It do Carmo, in exercise 9.4, it is claimed that parallel transport along a closed geodesic in an even-dimensional orientable manifold "leaves a vector orthogonal to the geodesic invariant."
So, let $\gamma:[0,a]\to M$ be this geodesic, with $\gamma(0)=\gamma(a)=p$, and let $V\in T_pM$ be orthogonal to $\gamma'(0)$. Let $P_t$ be the parallel transport along the geodesic. From Picard-Lindelöf, it is clear that $P_a\gamma'(0)=\gamma'(a)$. Let $V(t):=P_t V$. I believe the claim is that $V=P_aV$. It is clear that $\langle V(a),\gamma'(0)\rangle=0$, so $V(a)$ lies in the same $\gamma'(0)$-orthogonal subspace ($T_pM^\bot$) as $V$. Let $E_1,\dotsc,E_{n-1}$ be an orthonormal basis of this subspace. Extend these via parallel transport along the geodesic. Then $E_1(a),\dotsc,E_{n-1}(a):=P_aE_1,\dotsc,P_aE_{n-1}$ is also an orthonormal frame of $T_pM^\bot$. Since $P_t$ preserves orientation (I have already proved this), there is an $O\in\mathrm{SO}(n-1)$ such that $E_i(a)=\sum_{j=1}^{n-1}O_i{}^jE_j$.
At this point I get stuck. I see no reason for $O$ to be the identity or what $M$ being even-dimensional has to do with anything. How do I continue?
Best Answer
You've misinterpreted the statement - you to need to show it leaves one such vector invariant, not all such vectors. (You can reasonably easily produce a counterexample to the stronger statement by constructing a flat $R^3$ bundle over $S^1$ with a twist.)
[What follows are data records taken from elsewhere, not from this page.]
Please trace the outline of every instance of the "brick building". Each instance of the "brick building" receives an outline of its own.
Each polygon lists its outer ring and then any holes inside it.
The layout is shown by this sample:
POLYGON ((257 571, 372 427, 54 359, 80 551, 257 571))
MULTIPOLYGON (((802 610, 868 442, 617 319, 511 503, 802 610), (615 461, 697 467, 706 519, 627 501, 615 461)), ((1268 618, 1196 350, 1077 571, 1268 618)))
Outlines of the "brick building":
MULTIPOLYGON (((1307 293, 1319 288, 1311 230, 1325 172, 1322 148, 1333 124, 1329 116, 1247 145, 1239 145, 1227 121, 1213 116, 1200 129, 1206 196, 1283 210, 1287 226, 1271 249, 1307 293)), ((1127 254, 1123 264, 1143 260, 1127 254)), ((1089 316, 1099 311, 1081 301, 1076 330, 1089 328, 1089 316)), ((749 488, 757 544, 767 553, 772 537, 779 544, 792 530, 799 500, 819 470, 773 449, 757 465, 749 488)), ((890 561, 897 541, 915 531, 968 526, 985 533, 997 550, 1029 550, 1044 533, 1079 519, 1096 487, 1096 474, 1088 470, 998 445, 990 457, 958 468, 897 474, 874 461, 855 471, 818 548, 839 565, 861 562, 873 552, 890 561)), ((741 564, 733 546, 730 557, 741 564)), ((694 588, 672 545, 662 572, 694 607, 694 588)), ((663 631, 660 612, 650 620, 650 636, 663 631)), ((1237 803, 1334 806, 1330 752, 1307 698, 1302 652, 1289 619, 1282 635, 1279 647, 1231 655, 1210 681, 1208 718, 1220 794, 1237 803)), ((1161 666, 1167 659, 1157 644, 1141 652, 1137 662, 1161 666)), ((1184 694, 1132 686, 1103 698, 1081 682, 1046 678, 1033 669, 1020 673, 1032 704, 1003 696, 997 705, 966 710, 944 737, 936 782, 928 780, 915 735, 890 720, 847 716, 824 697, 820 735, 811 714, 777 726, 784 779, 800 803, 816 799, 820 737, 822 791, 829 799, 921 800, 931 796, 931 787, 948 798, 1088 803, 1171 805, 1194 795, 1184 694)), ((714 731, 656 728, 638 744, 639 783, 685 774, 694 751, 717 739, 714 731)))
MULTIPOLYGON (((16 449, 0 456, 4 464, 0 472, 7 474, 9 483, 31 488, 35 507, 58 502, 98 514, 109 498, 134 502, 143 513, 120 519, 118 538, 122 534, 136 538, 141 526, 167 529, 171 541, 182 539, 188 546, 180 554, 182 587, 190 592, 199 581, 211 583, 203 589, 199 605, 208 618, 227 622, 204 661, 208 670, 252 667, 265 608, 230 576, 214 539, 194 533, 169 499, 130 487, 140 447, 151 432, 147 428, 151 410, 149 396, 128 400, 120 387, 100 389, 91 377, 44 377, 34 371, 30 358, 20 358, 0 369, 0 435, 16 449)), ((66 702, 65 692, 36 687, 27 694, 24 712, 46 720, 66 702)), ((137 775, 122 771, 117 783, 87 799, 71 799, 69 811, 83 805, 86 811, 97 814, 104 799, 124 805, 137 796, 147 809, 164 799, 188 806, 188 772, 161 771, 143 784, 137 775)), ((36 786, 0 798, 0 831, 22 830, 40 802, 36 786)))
Thus the problem boils down to showing that every $O \in SO(n-1)$ has a fixed point, which is true exactly when $n-1$ is odd. If you're not familiar with this fact, you can establish it by studying the eigenvalues of $O$, remembering that any complex ones must come in conjugate pairs and that their product (the determinant) is positive.